Jim secoua la tête d’un air dépité, dégoûté, résigné, en reculant d’un pas.

— Tu croyais vraiment que j’allais te parler de ma vie alors que tu as même pas levé le petit doigt pour moi ?

Aussi stupéfait qu’indigné de se faire recadrer par un gamin de treize ans, Alexander sentit les muscles de ses épaules se tendre et ses dents grincer entre elles. Mais pour qui se prenait-il…

— Tu crois que je me tourne les pouces depuis une semaine ? susurra-t-il en foudroyant l’adolescent d’un regard mauvais. Tu te prends peut-être pour le centre du monde, mais c’est pas le cas. Tout le bordel administratif pour te recruter, c’est moi qui m’en suis chargé. Et viens pas me suriner avec ta famille : je t’ai déjà dit que c’était pas dans mes cordes.

Écœuré par les propos de son recruteur, Jeremy détourna le visage pour ne plus à subir le courroux outragé de l’agent. Qu’est-ce qu’il s’imaginait ? Que c’était facile de débarquer dans un tout nouveau lieu avec ses propres règles, sans nouvelles de sa famille ?

— T’es qu’un connard, Alex, lâcha l’adolescent au bout de quelques secondes, soudain épuisé. Le plus simple, je crois, c’est qu’on arrête tout ici. Je suis plus ta Recrue, t’es plus mon recruteur.

Abasourdi, l’agent ne réagit pas tout de suite. Puis, une fois qu’il eut recollé sa mâchoire inférieure à la supérieure, un rire jaune s’échappa de sa gorge.

— C’est pas aussi simple, Jeremy. Tout se fait pas selon ton bon vouloir. J’ai des obligations envers toi et tu en as envers moi.

— Des obligations ? répéta Jim en s’arrêtant alors qu’il prenait la direction de sa chambre. C’est quoi, ces obligations ? J’ai l’impression que Dimitri et toi n’avez pas les mêmes.

— On doit s’assurer que votre scolarité…

— Oh, laisse tomber, le coupa Jeremy d’une voix suintante de lassitude.

Alex n’avait pas perçu son sarcasme blessé au moment de l’interrogation. Désemparé par le silence gelé de l’adolescent qui avançait à grands pas vers sa chambre, l’agent mit du temps avant de se lancer à sa poursuite. Bon sang, il ne comprenait rien aux gamins.

— Eh, Jeremy ! On a pas fini.

— Si, si, je t’assure.

Alexander avait à peine perçu la voix de sa Recrue tant il gardait les dents serrées. Ce n’est que lorsque Jim dut se retourner pour fermer la porte de sa chambre que l’homme remarqua ses yeux embués de larmes.

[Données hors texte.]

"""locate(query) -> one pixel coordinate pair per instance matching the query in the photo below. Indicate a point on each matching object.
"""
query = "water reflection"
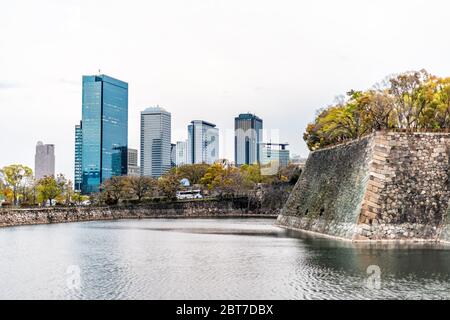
(210, 259)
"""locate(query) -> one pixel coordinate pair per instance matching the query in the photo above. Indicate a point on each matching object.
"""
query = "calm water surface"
(209, 259)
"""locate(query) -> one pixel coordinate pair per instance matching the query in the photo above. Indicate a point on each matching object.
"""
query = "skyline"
(202, 60)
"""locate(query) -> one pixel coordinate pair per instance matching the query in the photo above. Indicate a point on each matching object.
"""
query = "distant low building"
(298, 161)
(274, 155)
(203, 142)
(44, 160)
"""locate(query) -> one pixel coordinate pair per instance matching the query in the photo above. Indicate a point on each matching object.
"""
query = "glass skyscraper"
(247, 137)
(203, 142)
(104, 130)
(155, 142)
(78, 177)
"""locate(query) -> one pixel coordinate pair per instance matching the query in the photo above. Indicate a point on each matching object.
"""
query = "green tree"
(48, 189)
(169, 184)
(14, 176)
(115, 189)
(193, 172)
(141, 187)
(411, 101)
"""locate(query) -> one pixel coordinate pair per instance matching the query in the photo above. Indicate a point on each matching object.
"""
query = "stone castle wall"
(182, 209)
(386, 186)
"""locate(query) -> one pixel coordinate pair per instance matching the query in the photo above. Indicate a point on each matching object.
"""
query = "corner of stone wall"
(377, 177)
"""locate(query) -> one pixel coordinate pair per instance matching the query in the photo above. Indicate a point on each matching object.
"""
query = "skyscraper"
(78, 177)
(181, 156)
(44, 160)
(155, 142)
(133, 168)
(247, 137)
(173, 155)
(203, 142)
(104, 130)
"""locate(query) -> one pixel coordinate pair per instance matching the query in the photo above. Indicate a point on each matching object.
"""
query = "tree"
(141, 186)
(224, 181)
(48, 189)
(115, 189)
(169, 184)
(410, 101)
(193, 172)
(66, 187)
(251, 173)
(14, 177)
(405, 90)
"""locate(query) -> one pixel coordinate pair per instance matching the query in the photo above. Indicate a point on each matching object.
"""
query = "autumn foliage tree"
(411, 101)
(15, 176)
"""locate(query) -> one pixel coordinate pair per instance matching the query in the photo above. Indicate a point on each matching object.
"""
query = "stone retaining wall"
(386, 186)
(182, 209)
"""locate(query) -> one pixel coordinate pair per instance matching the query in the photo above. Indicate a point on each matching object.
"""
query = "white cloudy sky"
(205, 59)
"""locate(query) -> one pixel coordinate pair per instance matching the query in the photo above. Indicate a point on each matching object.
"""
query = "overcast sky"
(203, 59)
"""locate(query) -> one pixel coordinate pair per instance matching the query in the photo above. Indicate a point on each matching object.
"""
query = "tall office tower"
(104, 130)
(44, 160)
(181, 157)
(173, 155)
(247, 137)
(78, 177)
(203, 142)
(155, 142)
(133, 168)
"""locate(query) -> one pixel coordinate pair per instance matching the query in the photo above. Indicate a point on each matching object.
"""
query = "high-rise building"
(173, 155)
(155, 142)
(78, 177)
(104, 130)
(181, 153)
(133, 168)
(44, 160)
(274, 154)
(203, 142)
(247, 137)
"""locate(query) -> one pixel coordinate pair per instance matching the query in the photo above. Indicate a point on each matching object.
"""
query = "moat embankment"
(387, 186)
(238, 207)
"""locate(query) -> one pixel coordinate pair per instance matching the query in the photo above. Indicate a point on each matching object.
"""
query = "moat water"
(210, 259)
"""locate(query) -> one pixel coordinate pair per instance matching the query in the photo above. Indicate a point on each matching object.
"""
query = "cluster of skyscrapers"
(101, 139)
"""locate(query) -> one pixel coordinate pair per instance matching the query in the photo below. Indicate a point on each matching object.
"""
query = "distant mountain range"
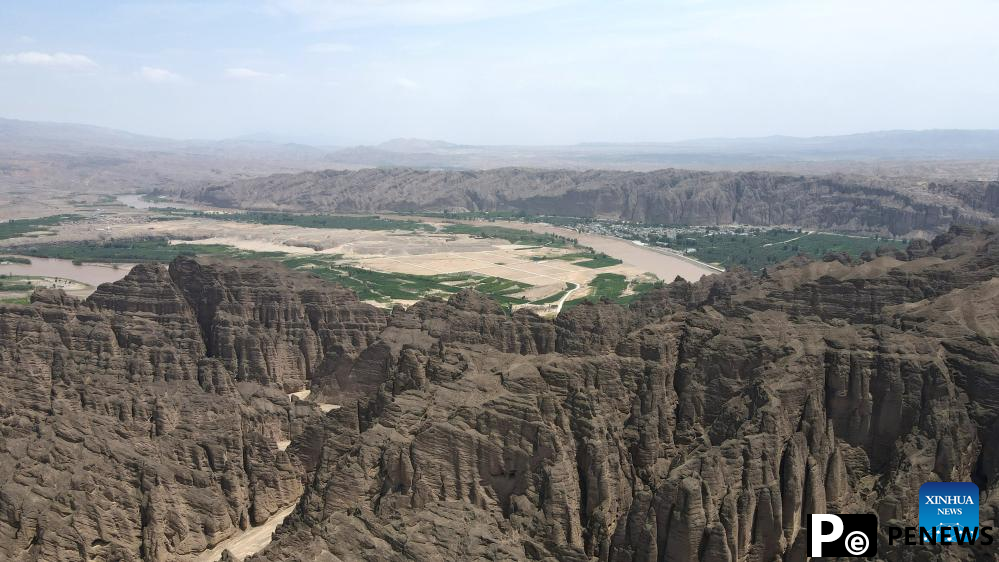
(962, 154)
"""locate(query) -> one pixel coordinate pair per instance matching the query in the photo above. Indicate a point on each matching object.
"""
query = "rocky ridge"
(141, 423)
(896, 207)
(703, 422)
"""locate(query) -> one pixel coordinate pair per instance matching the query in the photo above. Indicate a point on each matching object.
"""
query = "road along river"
(664, 264)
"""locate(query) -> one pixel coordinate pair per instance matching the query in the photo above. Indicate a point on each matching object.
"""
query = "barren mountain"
(846, 203)
(704, 422)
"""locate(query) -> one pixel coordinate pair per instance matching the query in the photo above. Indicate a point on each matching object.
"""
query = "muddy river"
(92, 274)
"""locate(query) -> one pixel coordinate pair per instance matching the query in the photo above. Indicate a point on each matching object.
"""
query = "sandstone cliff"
(142, 423)
(704, 422)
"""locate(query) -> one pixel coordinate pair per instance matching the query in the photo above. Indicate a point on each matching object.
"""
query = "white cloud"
(331, 48)
(361, 13)
(245, 74)
(36, 58)
(157, 75)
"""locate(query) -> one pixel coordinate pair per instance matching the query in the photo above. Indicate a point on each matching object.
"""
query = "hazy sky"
(503, 71)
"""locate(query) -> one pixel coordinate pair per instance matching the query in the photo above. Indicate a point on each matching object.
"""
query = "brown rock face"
(141, 424)
(704, 422)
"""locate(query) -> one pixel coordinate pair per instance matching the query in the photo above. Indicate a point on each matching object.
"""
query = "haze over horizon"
(535, 73)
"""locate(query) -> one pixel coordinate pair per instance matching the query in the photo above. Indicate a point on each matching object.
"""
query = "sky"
(343, 72)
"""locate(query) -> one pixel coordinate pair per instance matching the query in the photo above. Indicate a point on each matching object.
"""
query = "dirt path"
(250, 541)
(790, 240)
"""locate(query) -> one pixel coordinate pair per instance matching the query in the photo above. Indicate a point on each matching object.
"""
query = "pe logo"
(948, 509)
(843, 535)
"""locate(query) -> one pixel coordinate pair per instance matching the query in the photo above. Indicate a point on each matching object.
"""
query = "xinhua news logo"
(843, 535)
(948, 515)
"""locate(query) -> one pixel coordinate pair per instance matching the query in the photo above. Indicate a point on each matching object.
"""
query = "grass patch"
(512, 235)
(612, 286)
(588, 259)
(348, 222)
(135, 250)
(755, 249)
(16, 284)
(19, 227)
(385, 287)
(557, 296)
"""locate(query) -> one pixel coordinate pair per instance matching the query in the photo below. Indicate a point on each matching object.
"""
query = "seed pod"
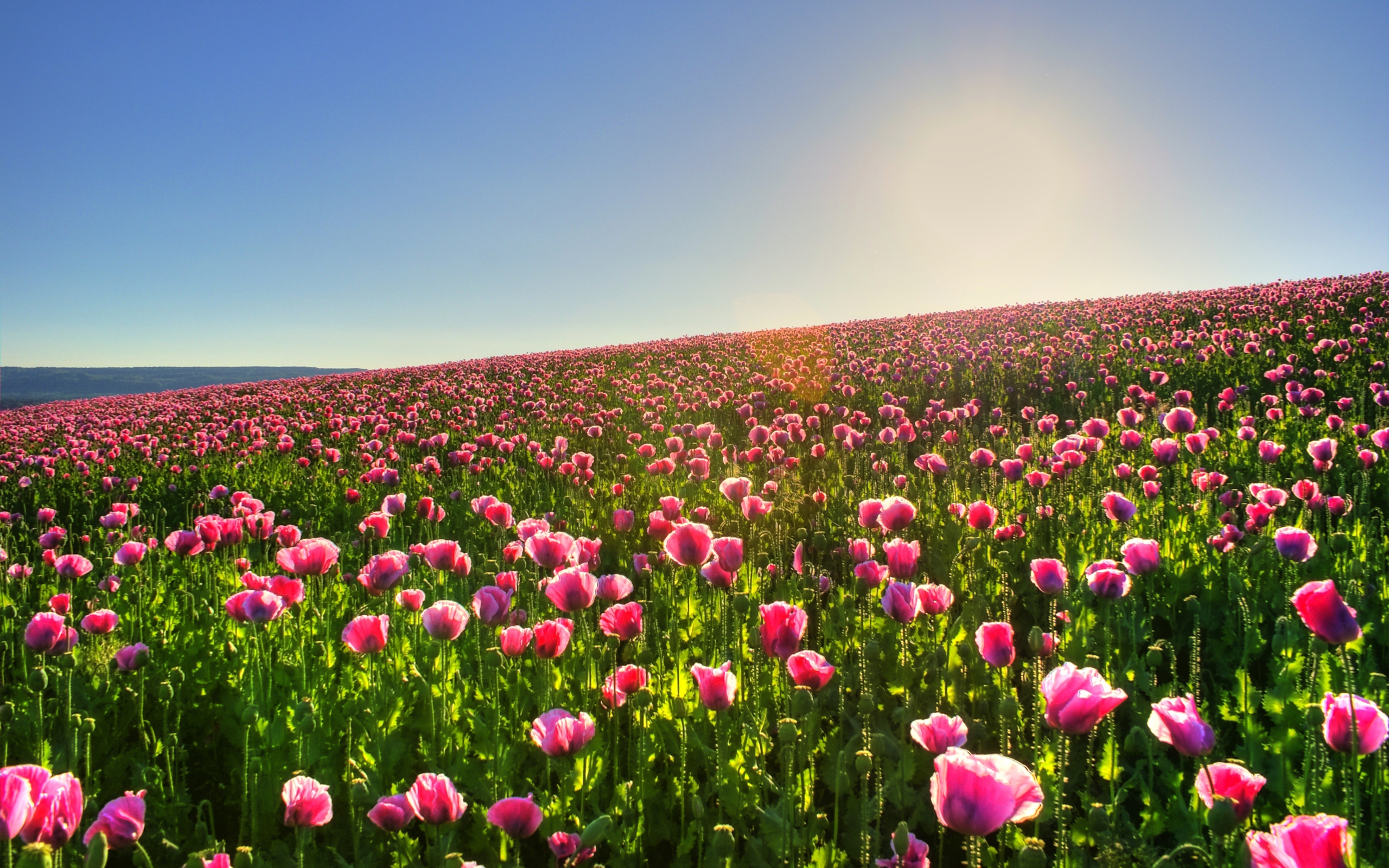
(1033, 854)
(36, 856)
(96, 852)
(1099, 819)
(721, 845)
(788, 732)
(863, 762)
(596, 831)
(1221, 819)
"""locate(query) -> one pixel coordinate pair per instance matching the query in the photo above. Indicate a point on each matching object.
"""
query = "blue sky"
(378, 185)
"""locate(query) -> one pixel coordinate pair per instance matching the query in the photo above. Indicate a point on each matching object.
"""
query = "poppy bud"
(863, 762)
(1221, 819)
(96, 852)
(788, 732)
(1099, 819)
(596, 831)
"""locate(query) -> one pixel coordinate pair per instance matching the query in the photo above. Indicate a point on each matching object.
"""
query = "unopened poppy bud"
(596, 831)
(1033, 854)
(721, 845)
(788, 732)
(36, 856)
(863, 762)
(1221, 819)
(96, 852)
(1099, 819)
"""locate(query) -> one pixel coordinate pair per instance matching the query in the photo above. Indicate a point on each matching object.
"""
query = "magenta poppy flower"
(58, 809)
(1049, 576)
(49, 634)
(1326, 613)
(490, 604)
(1295, 544)
(445, 556)
(552, 638)
(902, 557)
(717, 688)
(939, 733)
(1372, 725)
(623, 621)
(445, 620)
(73, 566)
(995, 643)
(122, 821)
(100, 621)
(514, 641)
(314, 556)
(384, 571)
(130, 554)
(435, 800)
(517, 817)
(935, 599)
(901, 602)
(976, 795)
(1077, 699)
(412, 599)
(392, 813)
(1141, 556)
(1302, 842)
(367, 634)
(1177, 721)
(573, 589)
(781, 628)
(755, 507)
(132, 658)
(896, 514)
(981, 516)
(614, 588)
(810, 670)
(552, 551)
(690, 545)
(308, 802)
(559, 733)
(1233, 782)
(735, 488)
(1119, 507)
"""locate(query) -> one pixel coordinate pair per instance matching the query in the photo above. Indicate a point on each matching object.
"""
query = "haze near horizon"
(359, 187)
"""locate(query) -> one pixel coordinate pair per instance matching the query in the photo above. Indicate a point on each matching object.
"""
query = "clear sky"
(388, 184)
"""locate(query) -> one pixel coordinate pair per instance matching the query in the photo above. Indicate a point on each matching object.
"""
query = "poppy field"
(1075, 584)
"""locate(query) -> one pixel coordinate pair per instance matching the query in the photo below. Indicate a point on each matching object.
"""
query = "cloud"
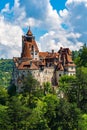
(66, 28)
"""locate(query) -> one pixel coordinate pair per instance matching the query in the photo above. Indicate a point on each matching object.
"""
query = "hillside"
(6, 66)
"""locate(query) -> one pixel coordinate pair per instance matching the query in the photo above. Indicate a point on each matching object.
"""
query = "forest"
(45, 108)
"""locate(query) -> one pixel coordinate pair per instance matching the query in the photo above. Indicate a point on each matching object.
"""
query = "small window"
(59, 75)
(72, 68)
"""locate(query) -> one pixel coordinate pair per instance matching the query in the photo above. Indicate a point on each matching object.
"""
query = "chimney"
(52, 51)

— Jeremy, je… bredouilla-t-il en sentant sa colère fondre comme neige au soleil.

Jim lui jeta un regard abattu entre ses cils humides. Il n’avait plus la force de s’opposer à l’agent. Alex grimaça, voulut bloquer la porte, mais l’adolescent la referma brutalement.

— Désolé, souffla Alexander d’un air mortifié en posant la main sur le battant. Désolé, Jeremy… J’aurais pas dû… Je sais pas m’y prendre… Vraiment, pardon…

Mais il n’y avait que le silence de l’autre côté de la porte.